The Last Flower

“As for the winter, when the freezing rains
confine the farmer, he may employ himself
in preparations for serener seasons.”
- Virgil’s First Georgic by Robert Fitzgerald

Every year I play like I’m a backyard farmer and plant my gardens.  Every year I complain that despite my efforts nothing happens the way I think it should.  And every year I learn valuable lessons not just about agriculture but life.

Intuitively I know gardening enhances our quality of life in numerous ways: providing fresh food, exercise and health benefits, and opportunities for life-long learning. A garden experience fosters ecological literacy and stewardship skills - enhancing an awareness of the link between plants and cycles of life.  

This is the spirit of Georgics which I relentlessly try (many times without avail) to embrace year after year.  Man’s struggle against the hostile natural world that can be overcome through hard work.  Taking the time alone, turning off the myriad of electronic devices, and listening to what nature has to say to us.  

The term "Georgics" suggests a connection to the Greek word (georgein) meaning “to farm" and comes from the second major work of the Latin poet Virgil.  Written to be poetic instruction for the proper care of one’s land, it speaks directly of the foundationalism of the earth and specifically the act of farming. This literary work describes the cycles of crops, the seasons, the weather — the birth, death and rebirth that mark the natural world. He provides us with a complex, realistic, and painful reminder of the reality of the human condition.

So, going back to my observations and gardens - what lesson have I learned?

When I look at some things, I do not always look at what they are but what they correlate to or sometimes what they may symbolize.  It is amazing - while getting my hands dirty - the analogy that is hidden in the simple cycle of a plant’s life.  I say these things as a parable of where we are and what may be to come.
Every year, in the first signs of spring a new cycle begins. The plant life cycle begins with a seed. With water, the right temperature and the right location, that seed grows. The seed will sprout and produce a tiny, immature plant called a seedling. Roots then push down into the ground to get water and minerals.  The stem reaches for the sun, and leaves begin to unfold. A bud appears. The plants then produce flower and the pollinated flower turns into food or seeds. The moment the flower produces a fruit that fruit begins to decay.  For trees the leaves begin to die and fall, for fruit the seeds are inside and they ripen until the day they drop.

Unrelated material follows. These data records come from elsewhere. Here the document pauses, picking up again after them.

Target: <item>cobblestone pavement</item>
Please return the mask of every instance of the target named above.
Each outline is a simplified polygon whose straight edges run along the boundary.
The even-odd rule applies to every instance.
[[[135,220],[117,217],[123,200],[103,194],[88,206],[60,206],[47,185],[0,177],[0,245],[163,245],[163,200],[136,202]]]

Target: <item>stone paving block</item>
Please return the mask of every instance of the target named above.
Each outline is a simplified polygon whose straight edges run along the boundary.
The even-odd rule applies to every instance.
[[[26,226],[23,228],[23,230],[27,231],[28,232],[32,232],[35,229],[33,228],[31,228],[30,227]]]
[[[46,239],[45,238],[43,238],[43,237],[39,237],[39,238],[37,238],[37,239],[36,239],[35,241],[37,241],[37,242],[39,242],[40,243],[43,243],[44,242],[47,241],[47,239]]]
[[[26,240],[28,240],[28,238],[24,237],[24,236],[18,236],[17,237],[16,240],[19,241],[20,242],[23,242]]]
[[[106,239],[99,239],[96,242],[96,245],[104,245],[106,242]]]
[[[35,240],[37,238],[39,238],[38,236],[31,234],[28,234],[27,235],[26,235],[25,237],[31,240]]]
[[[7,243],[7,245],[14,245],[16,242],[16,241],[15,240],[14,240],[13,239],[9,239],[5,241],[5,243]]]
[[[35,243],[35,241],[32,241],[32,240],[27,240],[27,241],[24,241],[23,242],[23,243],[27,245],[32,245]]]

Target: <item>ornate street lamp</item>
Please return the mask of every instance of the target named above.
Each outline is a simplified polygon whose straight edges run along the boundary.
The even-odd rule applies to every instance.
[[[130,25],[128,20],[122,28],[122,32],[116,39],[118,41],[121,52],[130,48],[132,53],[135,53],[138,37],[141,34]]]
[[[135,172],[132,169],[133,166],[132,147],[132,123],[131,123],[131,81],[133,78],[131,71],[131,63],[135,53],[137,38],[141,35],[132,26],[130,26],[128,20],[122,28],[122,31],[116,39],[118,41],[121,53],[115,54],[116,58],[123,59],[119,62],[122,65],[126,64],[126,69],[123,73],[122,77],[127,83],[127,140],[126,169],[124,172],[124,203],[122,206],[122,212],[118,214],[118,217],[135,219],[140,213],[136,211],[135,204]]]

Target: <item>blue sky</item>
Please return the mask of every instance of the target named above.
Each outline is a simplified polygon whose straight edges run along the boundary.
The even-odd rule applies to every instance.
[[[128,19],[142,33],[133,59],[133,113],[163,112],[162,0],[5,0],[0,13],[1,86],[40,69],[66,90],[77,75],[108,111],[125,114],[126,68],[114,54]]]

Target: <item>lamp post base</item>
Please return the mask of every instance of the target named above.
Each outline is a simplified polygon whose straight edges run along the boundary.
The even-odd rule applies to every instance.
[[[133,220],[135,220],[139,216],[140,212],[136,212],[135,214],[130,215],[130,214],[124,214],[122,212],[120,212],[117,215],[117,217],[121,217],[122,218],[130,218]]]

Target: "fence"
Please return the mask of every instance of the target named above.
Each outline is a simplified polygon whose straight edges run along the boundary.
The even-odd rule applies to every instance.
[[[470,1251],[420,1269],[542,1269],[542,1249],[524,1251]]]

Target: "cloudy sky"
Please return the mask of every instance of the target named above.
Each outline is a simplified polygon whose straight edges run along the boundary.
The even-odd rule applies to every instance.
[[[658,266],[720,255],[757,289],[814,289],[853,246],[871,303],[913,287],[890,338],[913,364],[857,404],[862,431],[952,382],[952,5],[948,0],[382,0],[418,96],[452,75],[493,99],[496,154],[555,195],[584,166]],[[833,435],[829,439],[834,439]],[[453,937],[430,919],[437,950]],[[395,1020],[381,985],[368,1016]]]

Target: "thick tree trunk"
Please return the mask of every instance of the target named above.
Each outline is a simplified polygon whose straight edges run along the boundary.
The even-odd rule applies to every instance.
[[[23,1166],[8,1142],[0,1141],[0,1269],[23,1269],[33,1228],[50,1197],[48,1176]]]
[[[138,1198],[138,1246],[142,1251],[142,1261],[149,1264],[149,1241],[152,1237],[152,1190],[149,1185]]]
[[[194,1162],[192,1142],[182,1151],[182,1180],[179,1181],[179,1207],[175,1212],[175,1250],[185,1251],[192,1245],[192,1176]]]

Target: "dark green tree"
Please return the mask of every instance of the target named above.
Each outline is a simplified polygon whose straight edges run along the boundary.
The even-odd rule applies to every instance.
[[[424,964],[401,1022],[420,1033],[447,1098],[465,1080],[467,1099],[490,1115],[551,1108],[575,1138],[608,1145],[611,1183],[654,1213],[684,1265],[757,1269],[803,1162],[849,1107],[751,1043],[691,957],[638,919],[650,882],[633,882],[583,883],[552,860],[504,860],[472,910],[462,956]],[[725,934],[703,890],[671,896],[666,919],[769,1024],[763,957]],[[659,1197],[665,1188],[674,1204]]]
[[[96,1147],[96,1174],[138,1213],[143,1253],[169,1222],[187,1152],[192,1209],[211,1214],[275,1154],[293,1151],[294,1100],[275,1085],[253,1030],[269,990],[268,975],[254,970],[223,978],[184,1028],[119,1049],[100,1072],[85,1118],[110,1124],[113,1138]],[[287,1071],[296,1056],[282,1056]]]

Flowers begin to fade, and even grass stops its growth for a season or more.

Just like the poet Virgil this shows the cycles of crops, the seasons, and the weather.  Most of all, it illuminates the birth, death, and - for some - the rebirth that mark the natural world.  Sadly it is not only a science lesson I see every year in my garden but also like the ancient Greek verse- a prophetic and painful reminder of the reality of the human condition. 

We learned the plant life cycle in grade school but when you pause and look at this cycle as a comparison to a much larger picture, you can see a nation that has lived the seasons and is now on the verge of decay.    

Every nation and culture begins with a new seed. It is provided the right elements and opportunity and it grows.  But every people are faced with the moment when they must confront their time for the leaves to fall or flowers to fades on the prosperity of future generations or cultures.  

I am writing on the brink of the first frost.  I have harvested the last of the good fruit from my gardens.  I have prepared them and myself for a hard season to come, and I look toward the new life that will come next year.  

I am writing on the brink of the first frost.  Our nation faces economic, civic, and geo-political crises that have the potential to shake the very core of our society.  The current system is in decay and we – as a nation – are facing our withering vines.  We have drifted far from the nation of people driven by intellect, sacrifice, and public virtue that characterized this country at the time of its founding.  We no longer understand – or even concern ourselves with – what it means to be a self-governing leader.  As individuals, we have lost our sense of deep obligation to our marriages, our families, our communities, and even to ourselves.

The one other thing that I have learned from my little time in my gardens is that I can contribute. Nurturing, and caring for plants and animals that then fulfill our physical and nutritional needs, helps completes the circle of life. I learned that I and you can help to care for and prepare the next culture. 

I cannot seem to alter or change the cycle of life but I can influence its success.  I am writing on the brink of the first frost.  I am writing this not as an agriculture or history lesson but rather a clarion call for the next culture.  It is my hope we listen together to lessons from life and man’s struggle against the hostile natural world.  Together, we may see the cycles and progression of cultures that we may not only understand where we are but prepare for what is to come.